Ostfriesenkrimis

Erfolgsautor wehrt sich juristisch gegen Leserbriefschreiber

Klaus-Peter Wolf hat den Kaffee auf.

Klaus-Peter Wolf hat den Kaffee auf.

Foto: Wolfgang Weßling

Gelsenkirchen.  Der Gelsenkirchener Autor Klaus-Peter Wolf hat Anzeige erstattet: Ein Leserbriefschreiber wollte ihn „ins Watt jagen“, also in den sicheren Tod.

Der Gelsenkirchener Bestseller-Autor Klaus-Peter Wolf gilt als gelassener, gutmütiger, zumeist gut gelaunter Zeitgenosse. Jetzt aber hat der Wahl-Ostfriese den Kaffee mächtig auf. Weil der 65-Jährige in seinen Krimis mit riesigem Erfolg eine mörderisch blutige Spur durch Norddeutschland zieht, beschimpfte ihn ein Leserbriefschreiber in der Ostfriesenzeitung als „Nestbeschmutzer, den man früher bei Nebel ins Watt gejagt hätte“. Also in den sicheren Tod.
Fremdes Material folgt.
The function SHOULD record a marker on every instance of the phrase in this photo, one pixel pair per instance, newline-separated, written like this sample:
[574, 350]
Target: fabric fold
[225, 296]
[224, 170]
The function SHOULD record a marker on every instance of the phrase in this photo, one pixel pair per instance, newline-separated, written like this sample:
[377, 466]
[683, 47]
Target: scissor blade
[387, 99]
Wolf fühlt sich durch diese üble Schmähschrift bedroht und stellte erstmals Strafanzeige. Eine Unterlassungserklärung hatte der Übeltäter zuvor abgelehnt. Der Staatsanwalt fordert, die verbale Attacke mit einer Geldstrafe in Höhe von 1500 Euro zu belegen.

Wolf sieht in diesem Fall eine Grenze überschritten

Der Autor mit Millionenauflage, dessen Krimis sowohl im Norden als auch in Gelsenkirchen spielen, ist seit Jahren nicht nur Lob, sondern auch Kritik an seinen Büchern gewohnt. Fand er nie schlimm: „Ich habe mir ein dickes Fell wachsen lassen.“ Nur in diesem Fall sei die Grenze klar überschritten worden.

Ein Schriftsteller wehrt sich gerichtlich gegen rüde Verunglimpfungen. Darauf reagierte nun auch die Süddeutsche Zeitung und griff den Fall in ihrem „Streiflicht“, der bekannten Rubrik auf Seite 1, auf. Verbunden mit einer kleinen Hommage an Gelsenkirchen: „Menschen, die mit der Kulturgeschichte des Ruhrgebiets vertraut sind, kennen den Schriftsteller Klaus-Peter Wolf als sympathischen Fürsprecher dieser Region, deren geheime literarische Hauptstadt Gelsenkirchen auch Wolfs Geburtsort ist.“ Hier nämlich habe die Wiege der Arbeiterliteratur gestanden.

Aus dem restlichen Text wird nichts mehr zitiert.